We’ve been following the story of Warner Bros.’ duel with Disney to produce new live-action adaptation of Rudyard Kipling’s The Jungle Book for little while now, but it looks like Warners might be falling behind in the race to hit the big screen first. Director Alejandro Gonzalez Inarritu (Babel, Biutiful) has reportedly left the Warner Bros. production (which he only recently joined) after running into a scheduling conflict with another production he’s attached to – frontier tale The Revenant.

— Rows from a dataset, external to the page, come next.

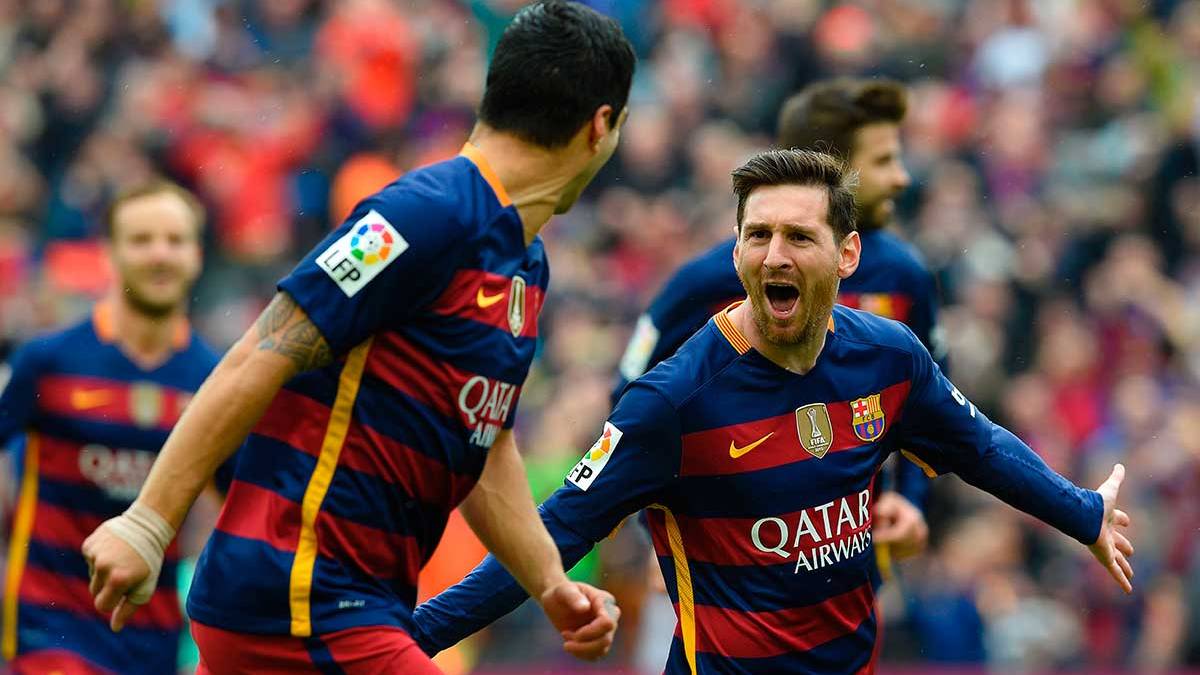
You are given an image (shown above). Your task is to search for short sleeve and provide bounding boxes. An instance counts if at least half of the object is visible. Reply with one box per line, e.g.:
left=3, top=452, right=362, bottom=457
left=0, top=344, right=41, bottom=446
left=545, top=382, right=680, bottom=542
left=278, top=184, right=468, bottom=352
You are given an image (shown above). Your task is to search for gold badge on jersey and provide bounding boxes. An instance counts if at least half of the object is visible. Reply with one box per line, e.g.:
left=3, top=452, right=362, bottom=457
left=796, top=404, right=833, bottom=459
left=509, top=276, right=526, bottom=338
left=130, top=382, right=163, bottom=429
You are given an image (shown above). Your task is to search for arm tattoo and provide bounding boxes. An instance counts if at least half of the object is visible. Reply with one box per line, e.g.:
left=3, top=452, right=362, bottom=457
left=254, top=293, right=334, bottom=372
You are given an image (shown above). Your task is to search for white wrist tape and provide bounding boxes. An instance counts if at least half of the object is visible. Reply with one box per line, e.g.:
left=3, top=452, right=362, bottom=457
left=104, top=502, right=175, bottom=604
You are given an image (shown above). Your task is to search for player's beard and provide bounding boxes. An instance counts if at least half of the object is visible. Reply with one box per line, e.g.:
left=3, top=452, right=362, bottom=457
left=738, top=265, right=839, bottom=347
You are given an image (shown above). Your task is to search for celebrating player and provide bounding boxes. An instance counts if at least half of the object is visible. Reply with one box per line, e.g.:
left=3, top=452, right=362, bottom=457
left=414, top=150, right=1133, bottom=674
left=613, top=78, right=944, bottom=557
left=0, top=183, right=217, bottom=674
left=84, top=0, right=635, bottom=674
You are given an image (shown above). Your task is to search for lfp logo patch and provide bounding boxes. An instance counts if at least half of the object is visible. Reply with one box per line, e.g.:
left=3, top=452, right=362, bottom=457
left=566, top=422, right=622, bottom=491
left=350, top=221, right=396, bottom=265
left=317, top=209, right=408, bottom=298
left=850, top=394, right=884, bottom=443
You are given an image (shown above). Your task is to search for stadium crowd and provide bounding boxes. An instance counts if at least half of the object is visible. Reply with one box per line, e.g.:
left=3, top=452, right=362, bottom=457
left=0, top=0, right=1200, bottom=673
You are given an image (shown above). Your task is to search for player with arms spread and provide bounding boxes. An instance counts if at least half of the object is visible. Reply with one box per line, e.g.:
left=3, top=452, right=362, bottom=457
left=84, top=0, right=635, bottom=673
left=0, top=181, right=217, bottom=675
left=612, top=78, right=946, bottom=554
left=414, top=150, right=1133, bottom=674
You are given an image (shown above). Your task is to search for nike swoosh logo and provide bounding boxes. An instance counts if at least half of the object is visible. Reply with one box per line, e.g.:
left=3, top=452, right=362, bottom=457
left=71, top=389, right=113, bottom=410
left=730, top=431, right=775, bottom=459
left=475, top=288, right=504, bottom=310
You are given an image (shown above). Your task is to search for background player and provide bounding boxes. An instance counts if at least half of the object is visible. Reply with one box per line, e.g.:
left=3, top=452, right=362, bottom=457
left=0, top=183, right=217, bottom=674
left=414, top=150, right=1133, bottom=673
left=612, top=78, right=946, bottom=564
left=84, top=0, right=635, bottom=673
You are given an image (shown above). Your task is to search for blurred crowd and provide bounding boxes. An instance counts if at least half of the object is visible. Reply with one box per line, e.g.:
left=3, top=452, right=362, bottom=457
left=0, top=0, right=1200, bottom=673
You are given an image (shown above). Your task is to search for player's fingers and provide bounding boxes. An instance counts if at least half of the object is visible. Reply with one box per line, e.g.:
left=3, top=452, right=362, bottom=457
left=563, top=604, right=620, bottom=643
left=1116, top=554, right=1133, bottom=581
left=1112, top=530, right=1133, bottom=557
left=108, top=597, right=138, bottom=633
left=563, top=640, right=612, bottom=661
left=88, top=561, right=108, bottom=593
left=95, top=575, right=125, bottom=614
left=1109, top=560, right=1133, bottom=593
left=1112, top=509, right=1132, bottom=527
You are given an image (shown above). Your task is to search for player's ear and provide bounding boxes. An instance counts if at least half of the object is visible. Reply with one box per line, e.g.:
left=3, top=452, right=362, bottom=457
left=588, top=103, right=629, bottom=153
left=838, top=227, right=863, bottom=279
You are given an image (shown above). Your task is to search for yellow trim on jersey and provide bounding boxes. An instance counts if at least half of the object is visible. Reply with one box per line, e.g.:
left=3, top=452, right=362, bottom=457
left=713, top=300, right=750, bottom=354
left=0, top=431, right=37, bottom=661
left=649, top=502, right=700, bottom=675
left=288, top=338, right=371, bottom=638
left=900, top=450, right=937, bottom=478
left=458, top=141, right=512, bottom=208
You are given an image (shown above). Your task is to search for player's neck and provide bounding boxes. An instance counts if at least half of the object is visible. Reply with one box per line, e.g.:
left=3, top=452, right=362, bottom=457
left=470, top=125, right=582, bottom=245
left=730, top=300, right=826, bottom=375
left=104, top=292, right=187, bottom=370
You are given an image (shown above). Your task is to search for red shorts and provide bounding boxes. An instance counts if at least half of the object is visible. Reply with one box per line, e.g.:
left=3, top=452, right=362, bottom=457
left=192, top=621, right=442, bottom=675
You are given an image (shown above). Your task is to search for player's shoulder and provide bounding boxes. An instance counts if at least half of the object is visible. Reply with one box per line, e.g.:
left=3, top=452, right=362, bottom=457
left=833, top=305, right=917, bottom=354
left=635, top=318, right=739, bottom=410
left=364, top=155, right=510, bottom=237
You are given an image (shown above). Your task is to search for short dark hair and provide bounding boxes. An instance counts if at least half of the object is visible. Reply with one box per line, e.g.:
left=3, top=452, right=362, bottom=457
left=776, top=78, right=908, bottom=160
left=104, top=178, right=205, bottom=239
left=732, top=150, right=858, bottom=241
left=479, top=0, right=636, bottom=148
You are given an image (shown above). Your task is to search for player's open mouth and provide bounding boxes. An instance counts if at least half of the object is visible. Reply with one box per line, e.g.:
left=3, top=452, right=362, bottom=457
left=763, top=283, right=800, bottom=318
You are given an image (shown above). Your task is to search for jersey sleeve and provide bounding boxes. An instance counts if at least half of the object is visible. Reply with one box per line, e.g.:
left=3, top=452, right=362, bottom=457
left=278, top=186, right=468, bottom=353
left=413, top=384, right=679, bottom=655
left=0, top=344, right=41, bottom=448
left=898, top=334, right=1104, bottom=544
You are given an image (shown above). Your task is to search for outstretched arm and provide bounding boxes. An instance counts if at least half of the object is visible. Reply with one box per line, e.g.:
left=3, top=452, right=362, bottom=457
left=83, top=293, right=332, bottom=631
left=460, top=430, right=618, bottom=661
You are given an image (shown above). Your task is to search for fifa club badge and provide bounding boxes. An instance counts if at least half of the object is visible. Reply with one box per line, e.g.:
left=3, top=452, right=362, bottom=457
left=796, top=404, right=833, bottom=459
left=850, top=394, right=884, bottom=443
left=509, top=276, right=526, bottom=338
left=130, top=382, right=163, bottom=429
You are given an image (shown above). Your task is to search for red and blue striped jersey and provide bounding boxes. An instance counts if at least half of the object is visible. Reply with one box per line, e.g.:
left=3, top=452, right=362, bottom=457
left=187, top=144, right=548, bottom=637
left=414, top=305, right=1103, bottom=674
left=612, top=229, right=947, bottom=502
left=0, top=304, right=217, bottom=674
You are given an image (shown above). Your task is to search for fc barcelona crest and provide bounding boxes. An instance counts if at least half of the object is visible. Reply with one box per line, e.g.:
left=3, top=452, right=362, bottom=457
left=796, top=404, right=833, bottom=459
left=850, top=394, right=886, bottom=443
left=509, top=276, right=526, bottom=338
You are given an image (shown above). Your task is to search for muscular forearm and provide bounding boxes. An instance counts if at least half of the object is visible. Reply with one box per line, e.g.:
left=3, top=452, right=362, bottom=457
left=413, top=508, right=594, bottom=656
left=954, top=425, right=1104, bottom=545
left=461, top=432, right=566, bottom=598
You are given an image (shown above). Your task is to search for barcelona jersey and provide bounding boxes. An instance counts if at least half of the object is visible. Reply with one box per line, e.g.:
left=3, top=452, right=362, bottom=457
left=0, top=304, right=216, bottom=675
left=612, top=229, right=946, bottom=499
left=415, top=305, right=1103, bottom=674
left=612, top=229, right=944, bottom=405
left=187, top=144, right=548, bottom=637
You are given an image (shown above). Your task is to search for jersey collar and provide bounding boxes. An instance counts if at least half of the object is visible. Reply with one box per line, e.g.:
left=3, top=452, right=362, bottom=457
left=458, top=141, right=512, bottom=208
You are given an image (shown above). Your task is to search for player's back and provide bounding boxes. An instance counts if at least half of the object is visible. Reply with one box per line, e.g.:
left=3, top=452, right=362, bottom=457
left=0, top=305, right=216, bottom=674
left=638, top=306, right=914, bottom=673
left=188, top=147, right=548, bottom=635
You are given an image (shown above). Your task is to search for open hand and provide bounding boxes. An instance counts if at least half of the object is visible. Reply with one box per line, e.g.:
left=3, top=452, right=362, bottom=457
left=1087, top=464, right=1133, bottom=593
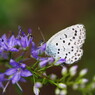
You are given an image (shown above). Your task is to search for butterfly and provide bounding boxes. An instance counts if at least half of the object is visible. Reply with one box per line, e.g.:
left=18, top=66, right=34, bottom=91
left=45, top=24, right=86, bottom=64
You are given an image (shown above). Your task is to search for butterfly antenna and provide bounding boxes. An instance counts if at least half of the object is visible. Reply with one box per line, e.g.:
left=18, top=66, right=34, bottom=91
left=38, top=26, right=45, bottom=42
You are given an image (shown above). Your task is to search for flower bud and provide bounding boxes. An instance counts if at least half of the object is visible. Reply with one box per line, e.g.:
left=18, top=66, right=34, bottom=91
left=69, top=66, right=78, bottom=76
left=34, top=82, right=42, bottom=88
left=73, top=84, right=79, bottom=90
left=81, top=78, right=88, bottom=84
left=58, top=83, right=67, bottom=89
left=50, top=74, right=57, bottom=80
left=60, top=90, right=67, bottom=95
left=55, top=88, right=60, bottom=95
left=33, top=86, right=40, bottom=95
left=61, top=66, right=67, bottom=75
left=79, top=69, right=88, bottom=76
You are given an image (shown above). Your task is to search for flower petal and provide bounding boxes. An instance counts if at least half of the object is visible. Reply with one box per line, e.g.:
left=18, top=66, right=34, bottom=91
left=10, top=59, right=19, bottom=67
left=11, top=72, right=21, bottom=84
left=21, top=70, right=32, bottom=77
left=55, top=58, right=66, bottom=65
left=5, top=68, right=17, bottom=76
left=39, top=60, right=48, bottom=67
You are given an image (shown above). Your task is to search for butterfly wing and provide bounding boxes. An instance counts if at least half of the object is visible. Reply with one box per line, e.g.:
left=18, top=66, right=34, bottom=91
left=45, top=24, right=86, bottom=64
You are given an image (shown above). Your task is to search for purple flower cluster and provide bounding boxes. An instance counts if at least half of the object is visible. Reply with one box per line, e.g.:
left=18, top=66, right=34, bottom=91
left=0, top=27, right=65, bottom=92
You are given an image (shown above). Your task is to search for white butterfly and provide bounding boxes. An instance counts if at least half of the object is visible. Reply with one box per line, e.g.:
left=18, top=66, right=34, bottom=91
left=45, top=24, right=86, bottom=64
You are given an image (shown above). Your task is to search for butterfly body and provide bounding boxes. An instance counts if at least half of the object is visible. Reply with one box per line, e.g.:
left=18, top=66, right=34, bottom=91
left=45, top=24, right=86, bottom=64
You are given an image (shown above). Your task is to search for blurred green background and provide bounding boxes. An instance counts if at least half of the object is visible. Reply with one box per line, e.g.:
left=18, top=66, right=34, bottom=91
left=0, top=0, right=95, bottom=95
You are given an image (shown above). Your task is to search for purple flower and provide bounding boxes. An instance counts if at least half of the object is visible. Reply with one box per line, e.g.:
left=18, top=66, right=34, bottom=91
left=54, top=58, right=66, bottom=65
left=0, top=34, right=19, bottom=52
left=0, top=73, right=5, bottom=89
left=5, top=59, right=32, bottom=84
left=31, top=42, right=46, bottom=59
left=16, top=27, right=33, bottom=49
left=39, top=57, right=54, bottom=67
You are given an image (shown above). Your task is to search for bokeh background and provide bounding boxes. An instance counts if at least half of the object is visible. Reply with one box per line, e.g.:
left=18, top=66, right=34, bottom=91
left=0, top=0, right=95, bottom=95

It’s no small matter who reaches the big screen first, and you need not look back further than this past summer for proof. Although neither film was superlative in quality, White House Down currently holds more than a ten point Metacritic edge over the decidedly similar Olympus Has Fallen. It also sported arguably more bankable stars (Channing Tatum and Jamie Foxx over Morgan Freeman and Aaron Eckhart), a more well known director (Roland Emmerich), and a budget more than double that of Olympus. Yet Olympus made it to theaters three months before White House Down, and despite the latter’s more enviable release window (June, smack dab in the middle of the lucrative summer season, as compared to March) it is Olympus Has Fallen which has scored both the better U.S. box office numbers and sequel. (White House Down comes out ahead in worldwide receipts, but not enough to offset the difference in cost between the two.)
Disney has already dated their Favreau-led project for October 9, 2015, plenty of time for Warner Bros. to complete a film first, but they’ll be going nowhere fast without a director, and the window to start principal photography in time to compete is closing.
Inarritu, meanwhile, is putting the final touches on his latest project, Birdman, a comedy about a formerly iconic actor trying to grab hold of the old glory. The project features a cast that includes Emma Stone, Edward Norton, Naomi Watts, Andrea Risenborough, Michael Keaton, and Zack Galifianakis, and is expected to release sometime this year, although distributor Fox Searchlight has yet to set a date and could be looking to raise the film’s profile by sending it to a couple of festivals prior to wide release.